きっと気を使わせないように言ってくれたのだろう。
「それほど時間のかかるものではないと思います」
「そうかい。ならお茶でも飲んで待つことにするよ」
「すみません」
「私もこの後屋敷に帰るだけだしね。気にしないでおくれ」
彼はそう言うとすぐにサロンを後にした。
それを見送ってから、僕は口を開いた。
「初日からすまないね」
それからお互いにソファに腰を下ろす。
貴族教育の時は落ち着かない様子だったらしいレーヴィは、すっかり貴族然とした立ち振る舞いで堂々と寛いでいた。

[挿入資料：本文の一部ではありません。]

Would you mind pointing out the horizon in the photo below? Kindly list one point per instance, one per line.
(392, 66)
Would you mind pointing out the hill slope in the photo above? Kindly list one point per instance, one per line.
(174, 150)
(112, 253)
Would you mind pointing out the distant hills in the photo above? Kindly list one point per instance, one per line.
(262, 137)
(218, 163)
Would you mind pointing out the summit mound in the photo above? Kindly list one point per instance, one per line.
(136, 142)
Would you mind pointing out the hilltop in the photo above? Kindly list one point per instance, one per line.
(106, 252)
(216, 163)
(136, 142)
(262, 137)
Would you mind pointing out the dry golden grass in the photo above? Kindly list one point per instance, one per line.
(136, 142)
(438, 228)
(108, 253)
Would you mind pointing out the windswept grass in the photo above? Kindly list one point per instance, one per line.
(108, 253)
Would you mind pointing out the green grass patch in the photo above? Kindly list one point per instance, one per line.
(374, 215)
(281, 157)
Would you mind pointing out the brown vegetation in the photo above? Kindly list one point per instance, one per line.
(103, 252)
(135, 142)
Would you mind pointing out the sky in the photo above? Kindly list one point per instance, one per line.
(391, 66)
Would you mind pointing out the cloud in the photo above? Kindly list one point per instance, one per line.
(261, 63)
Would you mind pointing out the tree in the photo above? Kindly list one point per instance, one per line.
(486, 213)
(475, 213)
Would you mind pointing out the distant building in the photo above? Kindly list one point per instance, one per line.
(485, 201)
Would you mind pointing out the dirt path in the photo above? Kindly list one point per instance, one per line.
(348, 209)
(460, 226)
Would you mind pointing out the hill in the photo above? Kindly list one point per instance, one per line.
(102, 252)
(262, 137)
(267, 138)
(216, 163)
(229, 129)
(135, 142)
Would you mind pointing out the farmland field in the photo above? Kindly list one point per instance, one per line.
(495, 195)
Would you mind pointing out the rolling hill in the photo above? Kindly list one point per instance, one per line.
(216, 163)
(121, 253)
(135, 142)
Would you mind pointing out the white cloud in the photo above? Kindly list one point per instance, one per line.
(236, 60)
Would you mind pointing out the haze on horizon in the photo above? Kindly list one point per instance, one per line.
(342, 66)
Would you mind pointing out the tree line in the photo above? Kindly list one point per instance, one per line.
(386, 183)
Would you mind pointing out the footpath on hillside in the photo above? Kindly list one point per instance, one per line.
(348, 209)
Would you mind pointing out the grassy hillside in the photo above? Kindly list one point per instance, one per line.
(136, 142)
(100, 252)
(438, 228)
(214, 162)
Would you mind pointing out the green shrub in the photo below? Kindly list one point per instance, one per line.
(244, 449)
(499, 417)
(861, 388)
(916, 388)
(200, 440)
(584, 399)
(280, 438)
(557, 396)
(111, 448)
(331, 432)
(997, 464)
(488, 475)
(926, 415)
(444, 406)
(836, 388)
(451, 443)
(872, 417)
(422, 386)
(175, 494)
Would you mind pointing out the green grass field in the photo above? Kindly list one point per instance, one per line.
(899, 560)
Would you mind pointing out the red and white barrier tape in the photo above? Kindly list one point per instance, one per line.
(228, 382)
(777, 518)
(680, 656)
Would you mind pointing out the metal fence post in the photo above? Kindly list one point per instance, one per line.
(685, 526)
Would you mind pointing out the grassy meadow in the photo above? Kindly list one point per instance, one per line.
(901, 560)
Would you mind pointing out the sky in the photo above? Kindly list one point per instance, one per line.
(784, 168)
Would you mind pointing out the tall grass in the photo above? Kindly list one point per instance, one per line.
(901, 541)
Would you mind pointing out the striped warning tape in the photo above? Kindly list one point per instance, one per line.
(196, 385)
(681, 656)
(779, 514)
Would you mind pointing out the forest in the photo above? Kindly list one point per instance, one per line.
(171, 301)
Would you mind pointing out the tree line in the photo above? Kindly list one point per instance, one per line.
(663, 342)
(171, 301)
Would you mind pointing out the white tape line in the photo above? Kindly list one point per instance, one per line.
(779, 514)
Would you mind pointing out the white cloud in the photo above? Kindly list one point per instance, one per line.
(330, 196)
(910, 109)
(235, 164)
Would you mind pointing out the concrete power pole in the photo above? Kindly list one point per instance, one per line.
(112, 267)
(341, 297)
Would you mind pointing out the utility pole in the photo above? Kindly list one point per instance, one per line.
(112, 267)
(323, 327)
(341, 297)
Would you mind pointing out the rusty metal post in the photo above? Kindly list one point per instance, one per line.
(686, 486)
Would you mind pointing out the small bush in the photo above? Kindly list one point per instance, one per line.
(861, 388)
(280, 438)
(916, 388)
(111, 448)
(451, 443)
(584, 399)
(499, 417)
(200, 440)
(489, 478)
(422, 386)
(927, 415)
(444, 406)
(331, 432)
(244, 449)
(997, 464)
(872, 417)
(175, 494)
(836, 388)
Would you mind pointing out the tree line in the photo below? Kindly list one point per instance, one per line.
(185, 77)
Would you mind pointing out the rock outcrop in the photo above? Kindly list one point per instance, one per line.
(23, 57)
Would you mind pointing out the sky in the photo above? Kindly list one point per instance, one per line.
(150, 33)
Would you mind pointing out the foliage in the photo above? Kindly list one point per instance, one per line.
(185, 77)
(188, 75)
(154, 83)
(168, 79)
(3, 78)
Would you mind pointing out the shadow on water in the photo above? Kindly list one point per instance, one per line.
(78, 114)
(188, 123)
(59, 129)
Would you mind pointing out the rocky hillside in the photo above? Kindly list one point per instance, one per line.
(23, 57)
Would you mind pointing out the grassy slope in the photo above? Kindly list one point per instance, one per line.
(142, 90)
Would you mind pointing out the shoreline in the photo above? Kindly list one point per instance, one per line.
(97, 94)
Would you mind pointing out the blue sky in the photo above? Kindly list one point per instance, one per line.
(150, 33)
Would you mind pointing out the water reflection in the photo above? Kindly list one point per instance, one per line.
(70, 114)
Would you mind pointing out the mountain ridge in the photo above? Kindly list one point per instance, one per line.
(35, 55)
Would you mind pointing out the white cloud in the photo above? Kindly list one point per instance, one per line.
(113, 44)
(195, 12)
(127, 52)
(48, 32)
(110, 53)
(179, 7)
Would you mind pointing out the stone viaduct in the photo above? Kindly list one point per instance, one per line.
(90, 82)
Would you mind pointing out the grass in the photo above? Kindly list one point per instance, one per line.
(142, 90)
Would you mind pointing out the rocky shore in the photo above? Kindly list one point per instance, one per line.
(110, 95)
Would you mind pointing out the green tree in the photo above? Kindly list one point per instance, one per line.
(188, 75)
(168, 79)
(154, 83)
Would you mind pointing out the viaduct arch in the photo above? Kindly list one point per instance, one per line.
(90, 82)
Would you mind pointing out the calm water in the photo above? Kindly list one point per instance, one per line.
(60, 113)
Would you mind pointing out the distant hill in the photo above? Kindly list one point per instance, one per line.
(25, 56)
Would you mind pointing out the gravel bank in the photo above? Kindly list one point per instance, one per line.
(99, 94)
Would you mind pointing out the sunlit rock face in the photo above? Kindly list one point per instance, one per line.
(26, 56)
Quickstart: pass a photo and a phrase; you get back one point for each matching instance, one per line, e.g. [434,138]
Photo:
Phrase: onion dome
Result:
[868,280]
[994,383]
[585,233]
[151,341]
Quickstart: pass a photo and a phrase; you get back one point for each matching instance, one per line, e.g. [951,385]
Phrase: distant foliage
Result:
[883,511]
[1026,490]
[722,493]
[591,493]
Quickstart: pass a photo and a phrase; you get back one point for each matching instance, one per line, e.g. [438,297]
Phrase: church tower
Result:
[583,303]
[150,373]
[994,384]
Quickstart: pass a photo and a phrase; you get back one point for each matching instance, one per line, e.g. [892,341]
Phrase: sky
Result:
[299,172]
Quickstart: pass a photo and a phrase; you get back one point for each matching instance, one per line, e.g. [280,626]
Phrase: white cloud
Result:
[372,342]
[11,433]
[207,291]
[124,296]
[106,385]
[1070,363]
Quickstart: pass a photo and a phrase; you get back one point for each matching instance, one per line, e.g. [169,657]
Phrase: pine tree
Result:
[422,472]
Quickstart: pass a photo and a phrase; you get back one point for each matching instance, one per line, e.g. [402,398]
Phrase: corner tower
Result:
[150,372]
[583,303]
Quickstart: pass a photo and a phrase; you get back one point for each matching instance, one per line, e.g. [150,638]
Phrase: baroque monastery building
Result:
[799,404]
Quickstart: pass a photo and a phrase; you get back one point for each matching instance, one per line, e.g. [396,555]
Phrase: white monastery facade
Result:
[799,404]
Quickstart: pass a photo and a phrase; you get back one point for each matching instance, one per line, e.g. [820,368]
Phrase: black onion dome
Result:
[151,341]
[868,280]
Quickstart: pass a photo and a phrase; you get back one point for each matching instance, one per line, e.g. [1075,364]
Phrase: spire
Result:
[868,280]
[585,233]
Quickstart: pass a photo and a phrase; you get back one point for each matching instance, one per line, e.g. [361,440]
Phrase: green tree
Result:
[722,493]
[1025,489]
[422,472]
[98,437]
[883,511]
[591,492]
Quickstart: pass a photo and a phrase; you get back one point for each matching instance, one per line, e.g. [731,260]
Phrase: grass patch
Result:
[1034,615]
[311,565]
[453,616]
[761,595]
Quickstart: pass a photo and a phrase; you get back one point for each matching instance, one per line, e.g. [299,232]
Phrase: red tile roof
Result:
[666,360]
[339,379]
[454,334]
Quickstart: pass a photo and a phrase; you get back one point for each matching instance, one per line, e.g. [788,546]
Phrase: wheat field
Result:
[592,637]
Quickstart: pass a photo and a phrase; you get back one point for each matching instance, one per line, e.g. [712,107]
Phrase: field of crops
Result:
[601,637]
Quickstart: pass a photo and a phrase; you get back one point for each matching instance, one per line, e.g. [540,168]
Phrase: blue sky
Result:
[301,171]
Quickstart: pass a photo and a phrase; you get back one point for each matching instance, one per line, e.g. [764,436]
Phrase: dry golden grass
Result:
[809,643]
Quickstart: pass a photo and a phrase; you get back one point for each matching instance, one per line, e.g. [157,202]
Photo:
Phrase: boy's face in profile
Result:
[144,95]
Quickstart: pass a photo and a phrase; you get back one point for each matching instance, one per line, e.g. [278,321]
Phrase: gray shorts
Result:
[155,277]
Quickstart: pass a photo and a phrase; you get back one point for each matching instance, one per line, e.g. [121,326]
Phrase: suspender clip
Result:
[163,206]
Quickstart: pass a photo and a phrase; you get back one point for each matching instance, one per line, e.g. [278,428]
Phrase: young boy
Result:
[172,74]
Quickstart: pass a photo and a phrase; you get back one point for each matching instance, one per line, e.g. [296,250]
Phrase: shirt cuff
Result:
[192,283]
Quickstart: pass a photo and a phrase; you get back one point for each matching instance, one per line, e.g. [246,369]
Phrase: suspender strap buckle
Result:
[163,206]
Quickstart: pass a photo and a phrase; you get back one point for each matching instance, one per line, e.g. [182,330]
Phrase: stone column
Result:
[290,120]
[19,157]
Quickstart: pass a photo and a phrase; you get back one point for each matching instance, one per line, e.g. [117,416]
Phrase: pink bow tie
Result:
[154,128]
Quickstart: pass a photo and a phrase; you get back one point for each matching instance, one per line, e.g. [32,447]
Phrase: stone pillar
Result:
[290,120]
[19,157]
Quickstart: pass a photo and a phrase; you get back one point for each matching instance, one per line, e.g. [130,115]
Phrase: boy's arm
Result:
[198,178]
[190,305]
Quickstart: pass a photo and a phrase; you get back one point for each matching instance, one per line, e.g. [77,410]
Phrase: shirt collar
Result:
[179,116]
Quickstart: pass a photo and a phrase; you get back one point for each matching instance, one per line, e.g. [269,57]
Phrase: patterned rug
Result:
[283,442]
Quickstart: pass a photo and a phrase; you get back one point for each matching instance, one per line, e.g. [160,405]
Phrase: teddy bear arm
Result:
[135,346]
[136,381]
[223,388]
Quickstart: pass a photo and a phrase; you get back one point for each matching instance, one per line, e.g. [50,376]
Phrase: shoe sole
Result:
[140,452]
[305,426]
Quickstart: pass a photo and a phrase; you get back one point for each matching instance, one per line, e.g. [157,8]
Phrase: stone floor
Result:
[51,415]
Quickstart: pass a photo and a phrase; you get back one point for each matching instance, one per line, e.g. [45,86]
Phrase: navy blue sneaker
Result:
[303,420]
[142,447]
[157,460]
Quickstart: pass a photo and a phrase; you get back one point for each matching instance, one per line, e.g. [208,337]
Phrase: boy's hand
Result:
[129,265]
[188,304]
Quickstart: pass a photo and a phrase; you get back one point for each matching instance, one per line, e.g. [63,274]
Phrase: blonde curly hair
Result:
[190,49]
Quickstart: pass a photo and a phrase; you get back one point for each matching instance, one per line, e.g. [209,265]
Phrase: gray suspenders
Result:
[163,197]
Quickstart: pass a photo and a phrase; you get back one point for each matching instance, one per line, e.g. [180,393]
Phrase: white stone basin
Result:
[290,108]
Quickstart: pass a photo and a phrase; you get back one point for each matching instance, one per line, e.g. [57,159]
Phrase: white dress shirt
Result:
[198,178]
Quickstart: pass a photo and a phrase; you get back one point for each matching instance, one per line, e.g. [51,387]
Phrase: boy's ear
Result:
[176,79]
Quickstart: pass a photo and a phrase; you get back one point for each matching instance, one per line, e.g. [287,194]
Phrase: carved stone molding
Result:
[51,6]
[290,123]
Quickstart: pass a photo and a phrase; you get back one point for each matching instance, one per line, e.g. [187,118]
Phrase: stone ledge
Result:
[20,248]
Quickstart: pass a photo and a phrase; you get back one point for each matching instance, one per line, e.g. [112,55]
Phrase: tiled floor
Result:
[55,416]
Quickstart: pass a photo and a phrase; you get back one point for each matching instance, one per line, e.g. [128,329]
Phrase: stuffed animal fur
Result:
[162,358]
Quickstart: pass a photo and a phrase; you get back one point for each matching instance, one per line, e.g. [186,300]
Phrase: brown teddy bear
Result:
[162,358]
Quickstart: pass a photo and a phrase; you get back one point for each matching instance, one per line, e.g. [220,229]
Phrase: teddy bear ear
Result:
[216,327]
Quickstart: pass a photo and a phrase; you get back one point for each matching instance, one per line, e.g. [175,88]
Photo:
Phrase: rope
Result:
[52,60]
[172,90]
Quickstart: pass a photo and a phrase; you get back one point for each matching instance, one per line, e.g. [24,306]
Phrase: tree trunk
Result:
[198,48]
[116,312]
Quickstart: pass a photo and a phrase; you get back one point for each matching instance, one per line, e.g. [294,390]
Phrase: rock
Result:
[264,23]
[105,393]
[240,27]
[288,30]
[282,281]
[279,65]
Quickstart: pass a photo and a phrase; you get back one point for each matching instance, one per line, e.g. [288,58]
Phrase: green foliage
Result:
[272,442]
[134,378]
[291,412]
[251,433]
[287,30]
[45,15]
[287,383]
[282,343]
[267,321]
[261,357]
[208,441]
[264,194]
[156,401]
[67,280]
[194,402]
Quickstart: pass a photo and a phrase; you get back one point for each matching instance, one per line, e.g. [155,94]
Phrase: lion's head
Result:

「今日は特にやることもないからな。だが、何か急用でもできたのか?」
もし用事があったなら昨日のうちに済ませているはずだと尋ねるレーヴィに、僕はそっと例の手紙を取り出した。
「今日帰ってきたら届いていてね」
レーヴィはそれを手にすると送り主の名前を見てすぐに封を開けた。
そしてすぐさま文面を読んで動きを止めた。
ちらりと僕を見て、それから再び手紙に目を落とす。
何かあったのかな?と思いつつも見守っていると、その表情は読み進めるごとに険しくなり、やがて勢いよく立ち上がった。
「くそっ」
悪態と共にサロンを出て行こうとするレーヴィ。
「どうしたんだい?」
問いかけるも答えはなく、レーヴィは駆け出した。
取り残された僕は嫌な予感に考える前に行動した。
つまりは、レーヴィを追った。
「待つんだ!」
屋敷のエントランスで追いついて肩を掴む。
近くにいた使用人が驚いた顔でこちらを見ている。
「一体何が書かれていたんだい」
しっかりと掴んでこちらを向かせるものの、レーヴィに振りほどかれる。
けれどもこのまま黙って行かせるわけにはいかない。今度は両肩を掴んで抑え込む。
「落ち着くんだ、レーヴィ」
「落ち着いてられるか!」
声を荒げられ、騒ぎに駆けつけたアントンさんや執事が息を飲むのがわかった。
僕は周りの目を意識しつつ、怒りを孕んだ目を見つめて諭すように告げる。
「よくない事があったのはわかった。けど一旦落ち着かないと、焦ってもしょうがないよ」
けれどもレーヴィは余裕がないらしい。再度手を振り払われてしまった。
「ああ、もう!」
ドアとレーヴィの間に体をすりこませ、僕は渾身の力で腹部を殴った。
一瞬レーヴィは目を見開いて、そして体を傾かせた。
「これくらいのものを食らうようじゃ、まともな判断なんて下せないよ」
意識のなくなったレーヴィを支え、僕は床に落ちた手紙を拾いあげると息をつくのだった。